From: kirill . shutemov
Date: Fri Jun 09 2023 - 06:27:45 EST


On Mon, Jun 05, 2023 at 02:27:30AM +1200, Kai Huang wrote:
> There are two problems in terms of using kexec() to boot to a new kernel
> when the old kernel has enabled TDX: 1) Part of the memory pages are
> still TDX private pages; 2) There might be dirty cachelines associated
> with TDX private pages.
>
> The first problem doesn't matter on the platforms w/o the "partial write
> machine check" erratum. KeyID 0 doesn't have integrity check. If the
> new kernel wants to use any non-zero KeyID, it needs to convert the
> memory to that KeyID and such conversion would work from any KeyID.
>
> However the old kernel needs to guarantee there's no dirty cacheline
> left behind before booting to the new kernel to avoid silent corruption
> from later cacheline writeback (Intel hardware doesn't guarantee cache
> coherency across different KeyIDs).
>
> There are two things that the old kernel needs to do to achieve that:
>
> 1) Stop accessing TDX private memory mappings:
> a. Stop making TDX module SEAMCALLs (TDX global KeyID);
> b. Stop TDX guests from running (per-guest TDX KeyID).
> 2) Flush any cachelines from previous TDX private KeyID writes.
>
> For 2), use wbinvd() to flush cache in stop_this_cpu(), following SME
> support.

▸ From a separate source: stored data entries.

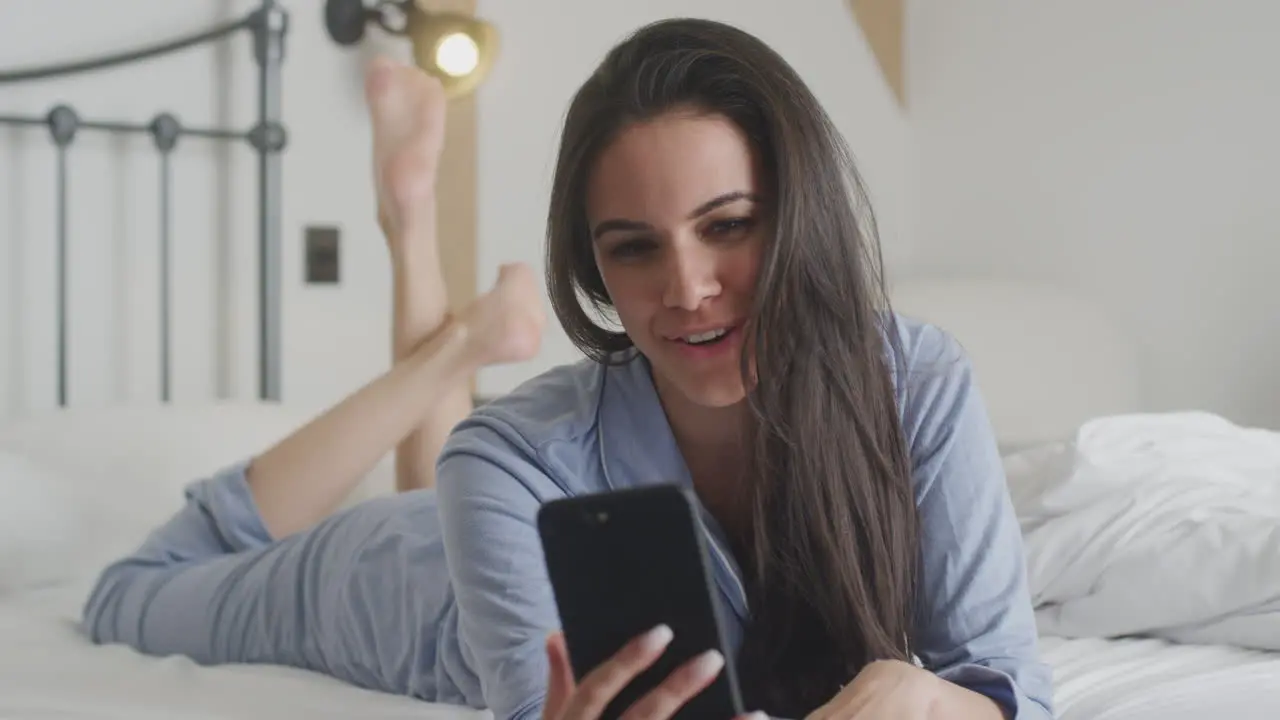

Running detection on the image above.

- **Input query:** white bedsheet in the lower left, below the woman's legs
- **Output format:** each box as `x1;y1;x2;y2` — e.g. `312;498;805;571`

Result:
0;583;492;720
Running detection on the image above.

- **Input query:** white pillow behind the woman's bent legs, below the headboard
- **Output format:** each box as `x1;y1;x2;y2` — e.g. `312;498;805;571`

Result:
0;402;394;591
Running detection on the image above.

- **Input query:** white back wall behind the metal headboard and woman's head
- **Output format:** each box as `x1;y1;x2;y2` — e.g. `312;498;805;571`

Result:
0;0;909;419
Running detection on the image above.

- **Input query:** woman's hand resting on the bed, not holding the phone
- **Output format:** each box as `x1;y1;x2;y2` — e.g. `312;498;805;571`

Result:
805;660;943;720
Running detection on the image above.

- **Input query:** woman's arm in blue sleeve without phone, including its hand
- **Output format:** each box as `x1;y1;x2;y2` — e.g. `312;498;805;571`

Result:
805;327;1052;720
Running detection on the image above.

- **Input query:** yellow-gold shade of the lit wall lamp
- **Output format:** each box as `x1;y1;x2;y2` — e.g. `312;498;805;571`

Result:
404;3;498;97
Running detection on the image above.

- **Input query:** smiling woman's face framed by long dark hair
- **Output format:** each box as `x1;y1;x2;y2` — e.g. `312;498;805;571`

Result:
586;113;767;407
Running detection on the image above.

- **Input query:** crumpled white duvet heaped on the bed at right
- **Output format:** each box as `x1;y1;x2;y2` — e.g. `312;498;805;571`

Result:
1007;413;1280;651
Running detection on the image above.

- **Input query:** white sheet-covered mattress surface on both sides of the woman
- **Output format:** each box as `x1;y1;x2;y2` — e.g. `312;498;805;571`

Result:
0;573;1280;720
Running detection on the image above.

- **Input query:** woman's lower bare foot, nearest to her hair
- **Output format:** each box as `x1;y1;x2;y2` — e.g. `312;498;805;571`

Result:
458;264;547;366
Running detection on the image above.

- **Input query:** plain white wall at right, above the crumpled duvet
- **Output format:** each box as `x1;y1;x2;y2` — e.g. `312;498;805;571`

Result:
908;0;1280;427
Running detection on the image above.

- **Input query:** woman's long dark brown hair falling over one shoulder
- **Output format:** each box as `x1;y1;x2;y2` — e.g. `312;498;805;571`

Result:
547;19;919;717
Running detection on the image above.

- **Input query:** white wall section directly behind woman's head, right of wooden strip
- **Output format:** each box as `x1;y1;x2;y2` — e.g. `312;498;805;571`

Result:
479;0;910;392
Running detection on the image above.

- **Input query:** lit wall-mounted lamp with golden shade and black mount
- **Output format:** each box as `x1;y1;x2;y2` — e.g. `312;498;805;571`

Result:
325;0;498;97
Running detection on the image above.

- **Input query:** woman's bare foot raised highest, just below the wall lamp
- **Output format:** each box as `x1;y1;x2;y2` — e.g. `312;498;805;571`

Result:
365;56;447;256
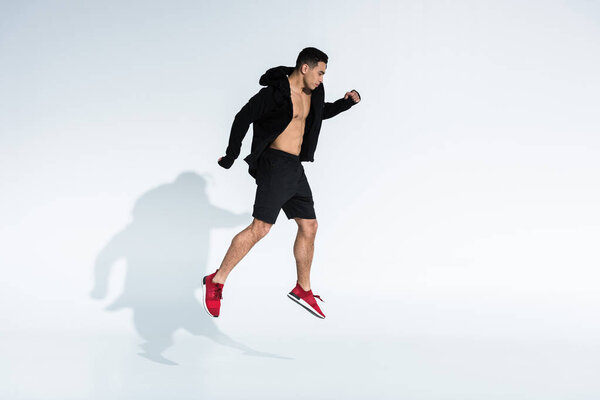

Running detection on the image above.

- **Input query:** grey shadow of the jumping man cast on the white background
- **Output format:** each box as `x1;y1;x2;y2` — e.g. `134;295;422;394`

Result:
91;172;287;365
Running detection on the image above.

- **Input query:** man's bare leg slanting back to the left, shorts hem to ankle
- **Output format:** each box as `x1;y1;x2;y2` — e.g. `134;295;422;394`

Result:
213;218;273;283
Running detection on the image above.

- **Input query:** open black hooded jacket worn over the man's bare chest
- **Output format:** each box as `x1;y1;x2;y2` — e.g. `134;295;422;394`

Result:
219;66;360;178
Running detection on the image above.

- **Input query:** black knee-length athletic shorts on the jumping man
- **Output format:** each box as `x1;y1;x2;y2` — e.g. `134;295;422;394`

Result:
252;147;317;224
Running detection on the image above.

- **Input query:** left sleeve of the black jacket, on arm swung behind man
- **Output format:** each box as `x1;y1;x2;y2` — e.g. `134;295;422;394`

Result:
219;87;269;169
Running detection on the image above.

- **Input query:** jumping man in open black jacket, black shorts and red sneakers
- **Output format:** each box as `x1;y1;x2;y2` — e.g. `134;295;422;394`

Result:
202;47;360;318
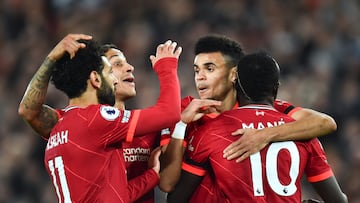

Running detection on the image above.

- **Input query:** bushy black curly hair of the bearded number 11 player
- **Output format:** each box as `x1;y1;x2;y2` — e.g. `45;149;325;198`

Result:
51;40;104;99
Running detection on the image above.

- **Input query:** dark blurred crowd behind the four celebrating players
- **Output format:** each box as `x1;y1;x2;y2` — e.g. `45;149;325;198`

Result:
0;0;360;203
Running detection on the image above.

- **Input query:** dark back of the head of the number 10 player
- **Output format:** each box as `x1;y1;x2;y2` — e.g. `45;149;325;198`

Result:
235;51;280;102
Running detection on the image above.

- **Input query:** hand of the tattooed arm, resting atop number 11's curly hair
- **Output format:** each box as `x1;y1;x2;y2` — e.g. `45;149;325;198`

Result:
48;34;92;61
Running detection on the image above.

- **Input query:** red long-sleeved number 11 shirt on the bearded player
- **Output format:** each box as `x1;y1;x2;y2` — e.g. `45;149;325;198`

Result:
44;58;180;202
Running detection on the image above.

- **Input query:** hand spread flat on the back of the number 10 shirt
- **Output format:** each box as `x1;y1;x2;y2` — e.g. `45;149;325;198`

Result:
223;129;269;162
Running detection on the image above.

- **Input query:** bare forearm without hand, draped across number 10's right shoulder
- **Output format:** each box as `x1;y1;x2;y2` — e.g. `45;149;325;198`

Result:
263;113;336;141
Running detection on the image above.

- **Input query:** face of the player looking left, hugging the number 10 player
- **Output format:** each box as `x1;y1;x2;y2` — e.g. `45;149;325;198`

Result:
194;52;235;101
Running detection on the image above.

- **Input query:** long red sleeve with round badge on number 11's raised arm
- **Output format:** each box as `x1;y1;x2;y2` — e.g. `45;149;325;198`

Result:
95;57;180;144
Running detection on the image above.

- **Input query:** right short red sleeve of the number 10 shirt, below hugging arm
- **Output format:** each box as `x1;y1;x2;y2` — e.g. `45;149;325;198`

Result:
306;139;334;182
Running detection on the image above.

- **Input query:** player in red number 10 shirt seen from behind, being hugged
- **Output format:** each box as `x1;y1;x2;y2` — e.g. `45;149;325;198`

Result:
168;52;347;203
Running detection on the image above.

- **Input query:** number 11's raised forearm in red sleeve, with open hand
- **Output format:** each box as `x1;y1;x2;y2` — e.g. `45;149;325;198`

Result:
135;40;182;135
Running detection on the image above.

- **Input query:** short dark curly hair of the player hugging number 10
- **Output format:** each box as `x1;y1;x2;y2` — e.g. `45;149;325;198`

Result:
194;34;244;68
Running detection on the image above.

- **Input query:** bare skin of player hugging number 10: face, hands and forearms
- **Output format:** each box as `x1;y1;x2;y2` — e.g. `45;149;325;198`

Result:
159;52;336;192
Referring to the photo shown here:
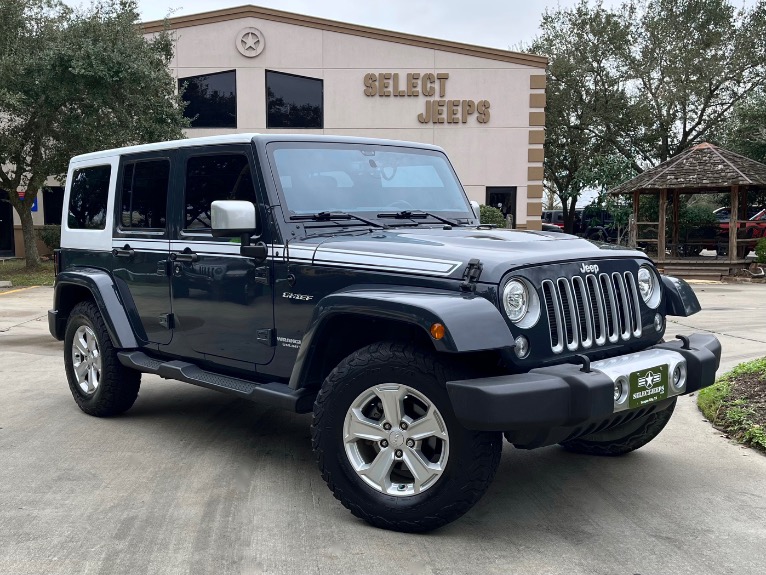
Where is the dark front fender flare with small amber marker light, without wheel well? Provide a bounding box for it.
[290,286,513,388]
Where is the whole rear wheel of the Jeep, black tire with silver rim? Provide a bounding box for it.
[64,302,141,417]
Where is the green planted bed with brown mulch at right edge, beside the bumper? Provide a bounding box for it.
[697,358,766,452]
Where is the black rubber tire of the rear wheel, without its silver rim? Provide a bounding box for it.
[64,301,141,417]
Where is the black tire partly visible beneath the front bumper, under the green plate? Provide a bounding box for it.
[561,399,676,456]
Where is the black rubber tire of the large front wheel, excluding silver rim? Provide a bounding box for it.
[311,342,502,532]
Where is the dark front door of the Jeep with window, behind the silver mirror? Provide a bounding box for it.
[167,145,274,369]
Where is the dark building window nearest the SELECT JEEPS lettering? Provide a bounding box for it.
[266,70,324,128]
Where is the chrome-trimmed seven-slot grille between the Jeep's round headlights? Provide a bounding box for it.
[542,272,641,353]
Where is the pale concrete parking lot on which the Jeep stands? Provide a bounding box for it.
[0,284,766,575]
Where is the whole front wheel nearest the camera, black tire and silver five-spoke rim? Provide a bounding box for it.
[311,343,502,532]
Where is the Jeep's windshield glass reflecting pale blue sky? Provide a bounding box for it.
[268,142,473,218]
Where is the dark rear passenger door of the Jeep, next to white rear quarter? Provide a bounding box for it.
[111,151,173,344]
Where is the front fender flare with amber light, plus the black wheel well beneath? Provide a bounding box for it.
[290,287,513,389]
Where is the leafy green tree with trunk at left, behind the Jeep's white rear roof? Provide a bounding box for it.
[0,0,188,267]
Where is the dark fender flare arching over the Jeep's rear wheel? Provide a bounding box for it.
[48,268,140,349]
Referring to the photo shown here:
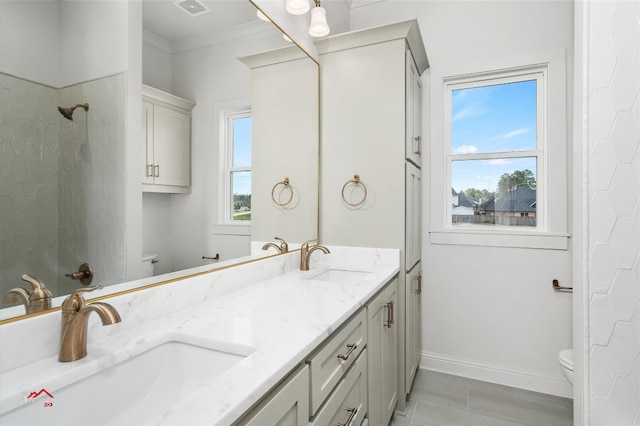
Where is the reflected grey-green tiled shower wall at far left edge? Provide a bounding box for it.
[0,73,60,295]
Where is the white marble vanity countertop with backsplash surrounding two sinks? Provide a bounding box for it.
[0,246,400,425]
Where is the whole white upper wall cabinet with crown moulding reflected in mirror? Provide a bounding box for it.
[142,85,195,193]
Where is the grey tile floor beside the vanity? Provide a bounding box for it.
[390,370,573,426]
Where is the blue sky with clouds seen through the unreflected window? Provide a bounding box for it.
[451,80,536,192]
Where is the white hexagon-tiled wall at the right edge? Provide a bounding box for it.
[585,0,640,426]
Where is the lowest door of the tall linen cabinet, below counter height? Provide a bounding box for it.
[405,263,422,393]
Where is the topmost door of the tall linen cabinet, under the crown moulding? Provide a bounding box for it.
[405,50,423,167]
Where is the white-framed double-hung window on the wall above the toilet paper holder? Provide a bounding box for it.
[445,68,547,229]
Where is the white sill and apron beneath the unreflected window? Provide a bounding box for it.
[429,229,570,250]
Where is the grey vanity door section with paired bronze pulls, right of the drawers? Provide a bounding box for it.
[367,278,398,426]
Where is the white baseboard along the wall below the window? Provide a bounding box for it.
[420,352,573,398]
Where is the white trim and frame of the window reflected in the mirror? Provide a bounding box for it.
[214,104,251,226]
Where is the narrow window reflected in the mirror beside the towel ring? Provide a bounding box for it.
[224,108,251,224]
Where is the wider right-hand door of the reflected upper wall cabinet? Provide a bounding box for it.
[153,105,191,186]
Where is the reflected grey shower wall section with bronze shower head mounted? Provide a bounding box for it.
[58,74,126,292]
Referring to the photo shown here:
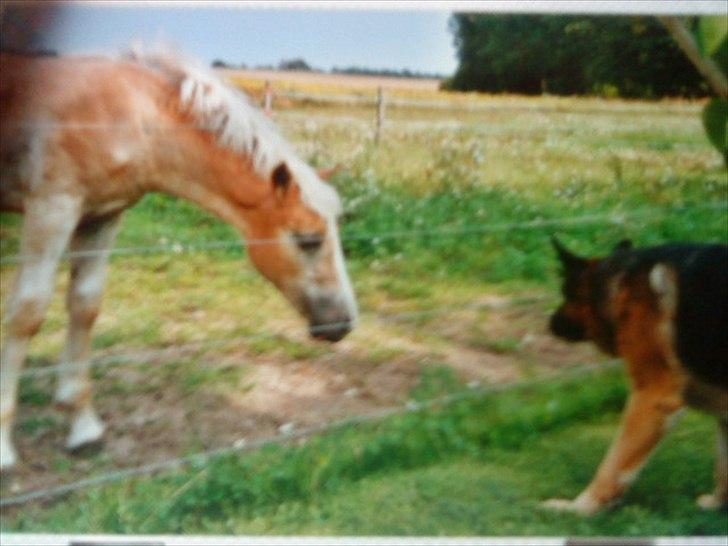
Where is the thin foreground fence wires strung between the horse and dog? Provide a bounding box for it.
[0,199,726,507]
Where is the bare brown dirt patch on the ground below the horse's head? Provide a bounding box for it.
[2,296,604,502]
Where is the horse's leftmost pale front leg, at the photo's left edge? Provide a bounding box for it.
[0,194,81,471]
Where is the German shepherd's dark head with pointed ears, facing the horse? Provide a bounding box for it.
[549,237,632,352]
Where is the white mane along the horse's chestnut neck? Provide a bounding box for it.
[126,46,340,216]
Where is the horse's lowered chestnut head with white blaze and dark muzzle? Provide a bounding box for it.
[247,159,357,341]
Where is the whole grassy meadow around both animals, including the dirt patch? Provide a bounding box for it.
[0,82,728,535]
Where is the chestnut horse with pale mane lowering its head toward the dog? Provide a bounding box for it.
[0,49,357,470]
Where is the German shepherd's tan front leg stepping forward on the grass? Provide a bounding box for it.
[543,382,682,515]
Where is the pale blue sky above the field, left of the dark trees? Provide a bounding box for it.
[25,4,457,75]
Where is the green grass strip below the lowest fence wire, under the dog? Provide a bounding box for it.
[3,371,726,535]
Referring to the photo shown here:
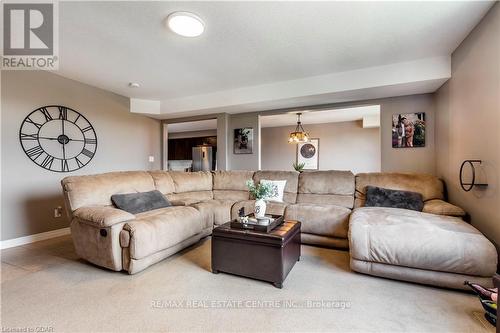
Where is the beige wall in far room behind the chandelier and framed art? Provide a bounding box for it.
[261,121,380,173]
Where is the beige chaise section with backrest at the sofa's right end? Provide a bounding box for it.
[349,173,497,289]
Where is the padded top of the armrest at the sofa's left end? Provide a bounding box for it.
[73,206,135,228]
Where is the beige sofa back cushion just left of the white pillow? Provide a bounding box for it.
[213,170,254,202]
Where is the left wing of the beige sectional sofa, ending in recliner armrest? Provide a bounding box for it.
[62,171,207,274]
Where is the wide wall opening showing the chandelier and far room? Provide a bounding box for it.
[260,105,381,173]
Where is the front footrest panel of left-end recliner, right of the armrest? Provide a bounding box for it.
[123,206,202,259]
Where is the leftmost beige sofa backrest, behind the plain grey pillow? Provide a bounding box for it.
[61,171,155,211]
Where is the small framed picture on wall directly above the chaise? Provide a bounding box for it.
[392,112,425,148]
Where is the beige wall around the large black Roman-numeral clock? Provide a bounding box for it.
[1,71,160,240]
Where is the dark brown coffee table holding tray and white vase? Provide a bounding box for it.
[212,221,300,288]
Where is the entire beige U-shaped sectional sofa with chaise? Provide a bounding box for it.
[62,170,497,288]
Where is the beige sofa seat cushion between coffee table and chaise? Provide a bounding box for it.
[285,203,351,238]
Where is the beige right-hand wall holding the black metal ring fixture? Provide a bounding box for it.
[436,3,500,248]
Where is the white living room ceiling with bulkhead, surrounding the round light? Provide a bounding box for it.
[58,1,493,117]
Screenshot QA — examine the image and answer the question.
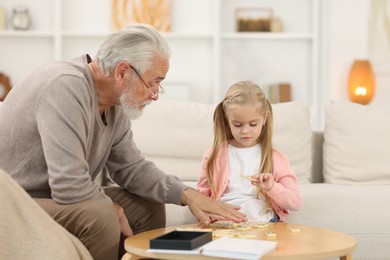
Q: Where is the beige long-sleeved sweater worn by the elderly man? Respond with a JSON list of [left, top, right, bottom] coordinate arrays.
[[0, 55, 186, 204]]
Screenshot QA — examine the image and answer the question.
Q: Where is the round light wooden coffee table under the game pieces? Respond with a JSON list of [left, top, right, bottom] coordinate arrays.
[[122, 222, 356, 260]]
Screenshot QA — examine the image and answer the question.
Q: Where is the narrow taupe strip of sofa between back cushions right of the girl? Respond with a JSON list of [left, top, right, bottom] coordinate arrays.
[[311, 131, 324, 183]]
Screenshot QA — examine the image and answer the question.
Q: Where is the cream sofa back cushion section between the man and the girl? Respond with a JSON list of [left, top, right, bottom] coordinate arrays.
[[132, 100, 214, 181]]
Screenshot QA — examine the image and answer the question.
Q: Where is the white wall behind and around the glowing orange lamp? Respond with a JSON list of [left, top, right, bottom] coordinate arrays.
[[320, 0, 390, 128]]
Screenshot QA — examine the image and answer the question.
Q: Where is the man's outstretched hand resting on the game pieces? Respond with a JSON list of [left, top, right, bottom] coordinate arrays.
[[181, 188, 247, 225]]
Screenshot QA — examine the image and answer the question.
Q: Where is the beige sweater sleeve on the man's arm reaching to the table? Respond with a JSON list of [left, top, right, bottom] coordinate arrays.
[[106, 118, 188, 205]]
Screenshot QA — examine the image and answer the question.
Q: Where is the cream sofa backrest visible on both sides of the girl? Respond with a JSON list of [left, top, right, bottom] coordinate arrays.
[[132, 100, 312, 183]]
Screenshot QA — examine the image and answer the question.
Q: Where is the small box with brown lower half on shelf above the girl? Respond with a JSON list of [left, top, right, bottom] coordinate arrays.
[[236, 8, 272, 32]]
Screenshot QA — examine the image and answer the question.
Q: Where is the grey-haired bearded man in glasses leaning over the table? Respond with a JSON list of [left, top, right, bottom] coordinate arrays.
[[0, 24, 246, 260]]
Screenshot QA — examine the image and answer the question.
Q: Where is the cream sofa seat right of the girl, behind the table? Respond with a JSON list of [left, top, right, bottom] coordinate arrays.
[[287, 183, 390, 260]]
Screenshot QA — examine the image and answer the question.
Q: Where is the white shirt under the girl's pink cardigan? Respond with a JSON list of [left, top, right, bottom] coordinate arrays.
[[221, 144, 273, 222]]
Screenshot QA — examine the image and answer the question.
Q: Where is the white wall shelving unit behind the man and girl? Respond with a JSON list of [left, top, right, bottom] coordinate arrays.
[[0, 0, 321, 127]]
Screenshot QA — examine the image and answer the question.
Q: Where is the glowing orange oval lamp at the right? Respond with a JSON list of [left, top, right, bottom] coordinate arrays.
[[348, 60, 375, 105]]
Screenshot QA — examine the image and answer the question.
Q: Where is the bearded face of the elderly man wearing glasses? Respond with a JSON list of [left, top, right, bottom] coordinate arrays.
[[120, 57, 169, 119]]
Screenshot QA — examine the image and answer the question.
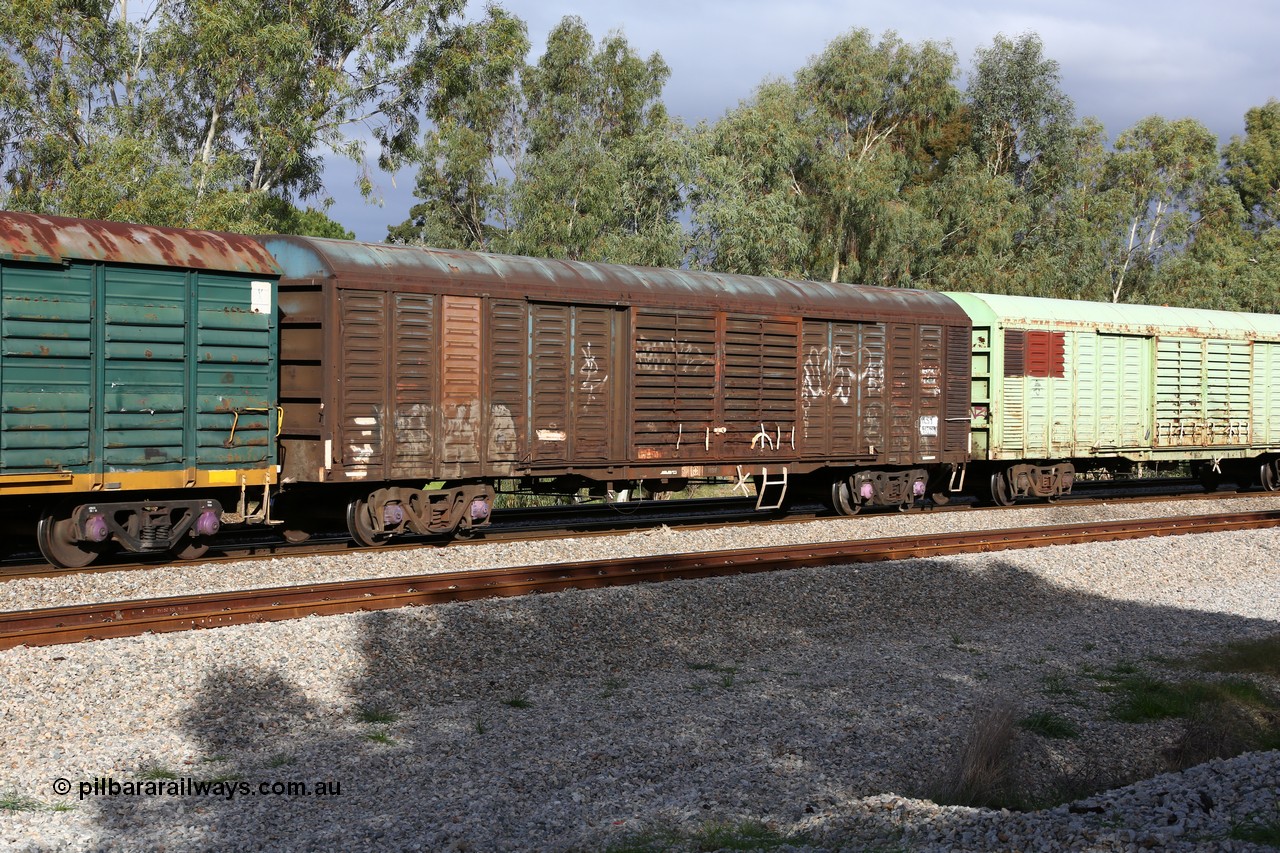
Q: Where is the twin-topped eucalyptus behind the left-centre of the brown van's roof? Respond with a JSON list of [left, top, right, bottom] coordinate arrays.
[[508, 18, 685, 265]]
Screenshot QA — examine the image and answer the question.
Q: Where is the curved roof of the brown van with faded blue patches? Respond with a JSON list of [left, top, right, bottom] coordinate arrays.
[[260, 236, 968, 325]]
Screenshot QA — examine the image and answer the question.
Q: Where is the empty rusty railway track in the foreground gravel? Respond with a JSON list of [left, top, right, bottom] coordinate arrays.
[[0, 502, 1280, 648]]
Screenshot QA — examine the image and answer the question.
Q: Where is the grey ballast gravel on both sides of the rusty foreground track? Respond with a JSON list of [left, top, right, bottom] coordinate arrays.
[[0, 498, 1280, 850]]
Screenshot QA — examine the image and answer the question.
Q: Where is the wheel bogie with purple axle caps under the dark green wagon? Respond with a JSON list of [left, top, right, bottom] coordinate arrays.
[[36, 498, 223, 569]]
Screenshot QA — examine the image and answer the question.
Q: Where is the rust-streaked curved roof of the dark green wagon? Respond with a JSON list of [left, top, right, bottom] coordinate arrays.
[[0, 211, 279, 272]]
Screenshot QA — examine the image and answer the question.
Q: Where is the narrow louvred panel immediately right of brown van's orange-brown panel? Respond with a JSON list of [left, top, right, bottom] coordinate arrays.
[[489, 300, 529, 462]]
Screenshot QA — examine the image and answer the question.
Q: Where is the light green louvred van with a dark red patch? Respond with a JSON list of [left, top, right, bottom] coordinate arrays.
[[947, 293, 1280, 502]]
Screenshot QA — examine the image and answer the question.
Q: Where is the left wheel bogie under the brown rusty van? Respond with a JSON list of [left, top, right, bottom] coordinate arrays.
[[347, 483, 494, 547]]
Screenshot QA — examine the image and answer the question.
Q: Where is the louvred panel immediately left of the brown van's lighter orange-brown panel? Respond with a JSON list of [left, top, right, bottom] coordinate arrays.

And in this way 1) happens for free as there's no TDX activity
> between wbinvd() and the native_halt().
>
> Flushing cache in stop_this_cpu() only flushes cache on remote cpus. On
> the cpu which does kexec(), unlike SME which does the cache flush in
> relocate_kernel(), do the cache flush right after stopping remote cpus
> in machine_shutdown(). This is because on the platforms with above
> erratum, the kernel needs to convert all TDX private pages back to
> normal before a fast warm reset reboot or booting to the new kernel in
> kexec(). Flushing cache in relocate_kernel() only covers the kexec()
> but not the fast warm reset reboot.
>
> Theoretically, cache flush is only needed when the TDX module has been
> initialized. However initializing the TDX module is done on demand at
> runtime, and it takes a mutex to read the module status. Just check
> whether TDX is enabled by the BIOS instead to flush cache.
>
> Signed-off-by: Kai Huang <kai.huang@xxxxxxxxx>
> Reviewed-by: Isaku Yamahata <isaku.yamahata@xxxxxxxxx>

Reviewed-by: Kirill A. Shutemov <kirill.shutemov@xxxxxxxxxxxxxxx>

--
Kiryl Shutsemau / Kirill A. Shutemov